Most unstable AI video output stems from prompts that lack internal logic. The Universal Prompt Formula establishes logical connections between prompt elements across six dimensions — subject, action, scene boundaries, camera, lighting, and timing — so the model knows exactly what to prioritize. This guide covers the core framework, a complete street-scene walkthrough, and advanced applications for multi-person scenes, precise camera control, timed interactions, and close-up shots.

Last updated: Last verified:

Source basis and reading boundary

These guides are written as third-party reference summaries, not official product documentation or support content.

Source basis

Why most AI video prompts produce unstable output

When a prompt has no clear priority structure, the AI model distributes attention equally across every element — people, objects, background, camera — and tries to animate them all at once. The result is hallucinated movements, drifting cameras, deformed characters, and scenes where nothing looks intentional. The Universal Prompt Formula solves this by building a hierarchy of logical connections: one absolute subject, one core action, clearly bounded secondary elements, precise camera following logic, mood-driven lighting, and second-by-second timing. Instead of gambling on random generations, you direct the AI like a film director who has blocked every beat of the scene.

Dimension 1 — Determine the Absolute Subject

The most important step is establishing who or what the AI should focus on. Design your prompt around a single subject to prevent the model from distributing attention equally among all elements. Prioritize describing the subject's actions before describing the background. For a scene of a woman on a street, write 'A woman walking left on the street' — this tells the AI the woman is the priority, and it will automatically handle background pedestrians and buildings with less computational weight. When the model knows who is the protagonist, it has spare attention to infer natural background behavior instead of rendering everything at the same fidelity.
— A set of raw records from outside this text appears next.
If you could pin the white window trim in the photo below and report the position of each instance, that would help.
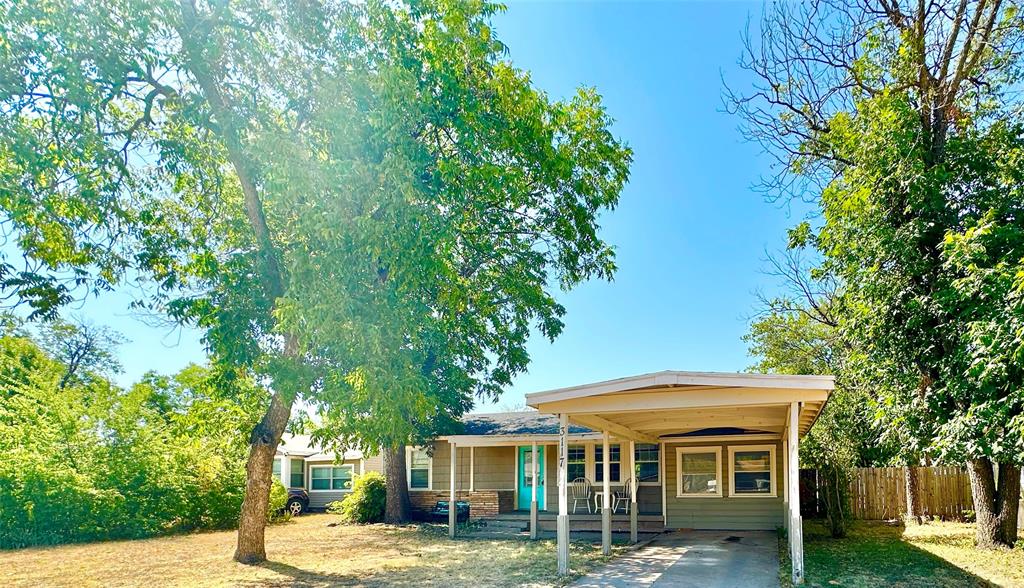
(351, 471)
(633, 463)
(622, 464)
(588, 461)
(409, 469)
(302, 470)
(717, 450)
(281, 465)
(773, 472)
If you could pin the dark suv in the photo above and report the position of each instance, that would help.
(298, 501)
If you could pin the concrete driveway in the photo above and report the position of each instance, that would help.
(695, 558)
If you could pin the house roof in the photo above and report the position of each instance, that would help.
(520, 423)
(303, 446)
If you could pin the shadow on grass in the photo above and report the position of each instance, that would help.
(875, 554)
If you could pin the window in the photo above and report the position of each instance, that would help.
(331, 477)
(752, 470)
(645, 462)
(698, 471)
(298, 475)
(577, 462)
(614, 463)
(418, 462)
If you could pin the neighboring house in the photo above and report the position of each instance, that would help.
(325, 476)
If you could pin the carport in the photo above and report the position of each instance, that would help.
(706, 415)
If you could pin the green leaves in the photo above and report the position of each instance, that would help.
(421, 197)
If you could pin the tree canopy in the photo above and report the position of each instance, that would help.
(365, 204)
(903, 122)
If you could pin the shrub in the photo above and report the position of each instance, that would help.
(366, 503)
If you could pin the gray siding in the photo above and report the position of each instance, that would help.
(374, 463)
(740, 513)
(494, 467)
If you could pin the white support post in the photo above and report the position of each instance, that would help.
(633, 493)
(562, 528)
(606, 497)
(286, 471)
(665, 484)
(785, 487)
(796, 523)
(453, 507)
(535, 473)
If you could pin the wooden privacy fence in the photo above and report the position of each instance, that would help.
(880, 493)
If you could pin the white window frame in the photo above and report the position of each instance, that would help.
(351, 471)
(773, 472)
(680, 451)
(279, 461)
(598, 466)
(588, 461)
(633, 463)
(301, 471)
(409, 469)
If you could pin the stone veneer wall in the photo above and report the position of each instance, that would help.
(481, 502)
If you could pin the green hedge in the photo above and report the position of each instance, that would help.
(366, 503)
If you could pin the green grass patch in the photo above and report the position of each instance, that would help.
(934, 555)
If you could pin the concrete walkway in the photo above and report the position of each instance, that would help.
(695, 558)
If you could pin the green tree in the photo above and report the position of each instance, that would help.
(86, 460)
(361, 204)
(904, 122)
(798, 332)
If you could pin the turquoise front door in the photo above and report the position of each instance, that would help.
(524, 477)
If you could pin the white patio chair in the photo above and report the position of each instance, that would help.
(580, 492)
(624, 496)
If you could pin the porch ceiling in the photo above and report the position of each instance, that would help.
(645, 408)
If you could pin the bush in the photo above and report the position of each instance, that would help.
(366, 503)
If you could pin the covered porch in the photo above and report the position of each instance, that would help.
(727, 447)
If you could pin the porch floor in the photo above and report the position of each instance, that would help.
(548, 515)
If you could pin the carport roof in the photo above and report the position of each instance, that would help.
(646, 407)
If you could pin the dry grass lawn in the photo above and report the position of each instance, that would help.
(933, 555)
(302, 552)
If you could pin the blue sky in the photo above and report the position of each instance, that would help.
(689, 232)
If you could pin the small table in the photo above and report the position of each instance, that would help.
(599, 501)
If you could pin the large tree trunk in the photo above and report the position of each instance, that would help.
(263, 445)
(911, 481)
(203, 47)
(397, 508)
(995, 503)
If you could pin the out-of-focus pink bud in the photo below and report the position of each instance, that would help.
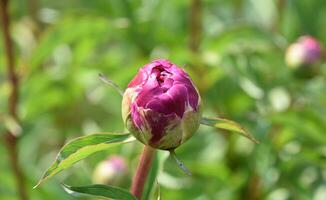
(161, 106)
(112, 171)
(306, 50)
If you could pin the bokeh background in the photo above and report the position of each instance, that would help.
(234, 50)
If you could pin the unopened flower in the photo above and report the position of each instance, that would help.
(112, 171)
(161, 106)
(305, 51)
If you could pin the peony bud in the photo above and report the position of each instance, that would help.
(112, 171)
(305, 51)
(161, 106)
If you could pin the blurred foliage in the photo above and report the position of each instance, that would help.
(61, 46)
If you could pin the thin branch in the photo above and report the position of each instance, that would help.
(180, 163)
(143, 169)
(10, 138)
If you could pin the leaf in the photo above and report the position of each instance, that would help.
(106, 191)
(81, 148)
(228, 125)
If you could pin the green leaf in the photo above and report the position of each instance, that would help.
(104, 191)
(227, 125)
(81, 148)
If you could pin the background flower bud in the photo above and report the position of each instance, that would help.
(161, 106)
(305, 51)
(112, 171)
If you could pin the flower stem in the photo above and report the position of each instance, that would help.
(11, 140)
(143, 169)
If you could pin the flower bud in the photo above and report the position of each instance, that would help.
(112, 171)
(161, 106)
(305, 51)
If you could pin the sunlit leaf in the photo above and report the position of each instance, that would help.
(227, 125)
(104, 191)
(81, 148)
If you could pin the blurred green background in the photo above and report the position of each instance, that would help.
(234, 51)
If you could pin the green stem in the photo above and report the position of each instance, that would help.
(10, 139)
(143, 169)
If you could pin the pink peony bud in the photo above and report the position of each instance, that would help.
(112, 171)
(161, 106)
(306, 50)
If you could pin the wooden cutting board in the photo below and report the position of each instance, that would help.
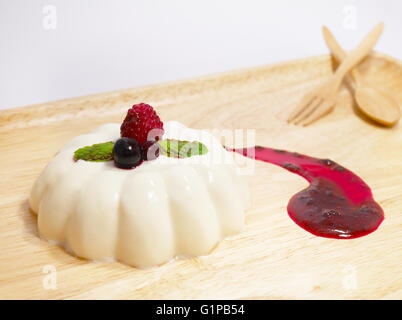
(272, 257)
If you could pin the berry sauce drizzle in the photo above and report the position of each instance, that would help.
(337, 203)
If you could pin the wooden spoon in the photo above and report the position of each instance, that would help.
(373, 103)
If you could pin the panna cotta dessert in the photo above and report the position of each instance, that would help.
(126, 193)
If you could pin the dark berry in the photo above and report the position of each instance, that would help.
(150, 150)
(127, 153)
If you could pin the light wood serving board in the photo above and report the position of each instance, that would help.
(273, 257)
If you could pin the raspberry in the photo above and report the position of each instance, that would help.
(139, 121)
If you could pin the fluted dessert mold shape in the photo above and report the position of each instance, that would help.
(144, 216)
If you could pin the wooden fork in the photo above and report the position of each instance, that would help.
(321, 100)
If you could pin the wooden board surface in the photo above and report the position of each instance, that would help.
(272, 258)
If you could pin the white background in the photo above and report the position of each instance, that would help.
(56, 49)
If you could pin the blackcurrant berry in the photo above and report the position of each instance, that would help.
(127, 153)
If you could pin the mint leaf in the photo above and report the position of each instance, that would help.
(96, 153)
(181, 149)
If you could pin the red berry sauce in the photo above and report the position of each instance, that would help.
(337, 204)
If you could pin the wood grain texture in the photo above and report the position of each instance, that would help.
(272, 257)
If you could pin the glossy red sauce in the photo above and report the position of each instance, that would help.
(337, 203)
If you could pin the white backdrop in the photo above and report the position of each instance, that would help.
(55, 49)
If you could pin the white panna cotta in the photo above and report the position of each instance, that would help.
(143, 216)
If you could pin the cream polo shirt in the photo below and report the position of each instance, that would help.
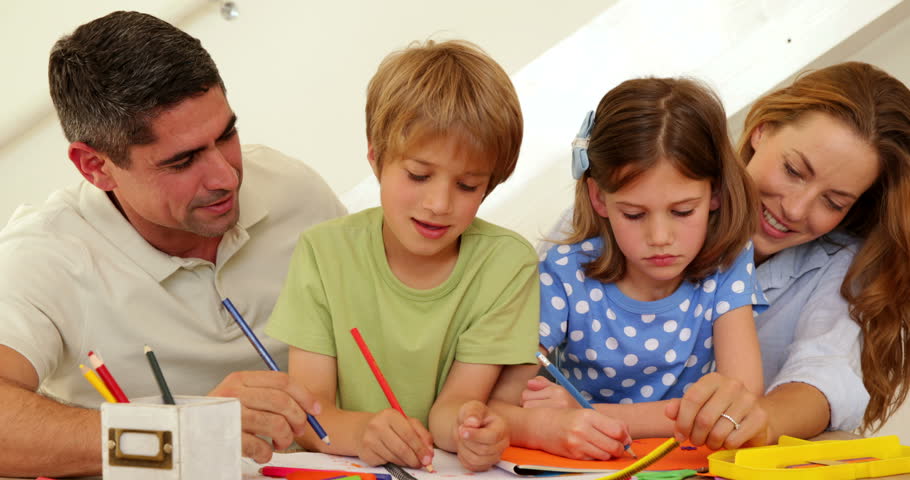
(75, 276)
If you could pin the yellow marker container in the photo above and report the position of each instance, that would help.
(831, 459)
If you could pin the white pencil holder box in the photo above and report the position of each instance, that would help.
(197, 438)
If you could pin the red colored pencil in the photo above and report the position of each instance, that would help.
(365, 350)
(106, 377)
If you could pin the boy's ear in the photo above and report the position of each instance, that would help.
(371, 156)
(597, 198)
(93, 165)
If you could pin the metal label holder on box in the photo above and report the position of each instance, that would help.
(199, 437)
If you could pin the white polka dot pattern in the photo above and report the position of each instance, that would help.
(616, 349)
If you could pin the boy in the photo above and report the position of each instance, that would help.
(442, 299)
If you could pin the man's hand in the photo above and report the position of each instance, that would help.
(272, 406)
Dimension 2 — Anchor the Core Action

A video's soul comes from a single core action rather than a pile of random movements. Establish a hierarchy where the core action takes priority and auxiliary actions support it without conflict. If the core action is 'walking left,' auxiliary micro-movements could be 'gently touching hair' or 'occasionally glancing around.' Avoid adding unrelated core actions like 'bending over to pick something up' simultaneously — this forces the character to perform two competing primary motions, which deforms the body. The rule is one core action per shot, supported by 1–3 non-conflicting micro-movements that add naturalism.

Dimension 3 — Define Scene Boundaries (Subject-Object Logic)

Every secondary element in the frame must have a defined role: background object or interactive object. Background objects should be weakened — 'static buildings,' 'slow-moving distant pedestrians' — so they never compete for the model's attention. Interactive objects should coordinate with the subject — 'the flower vendor looks up at the subject as she passes, with minimal movement amplitude.' This subject-object logic prevents the AI from treating a background pedestrian as equally important as the protagonist, which is the root cause of crowd scenes where everyone makes the same gesture.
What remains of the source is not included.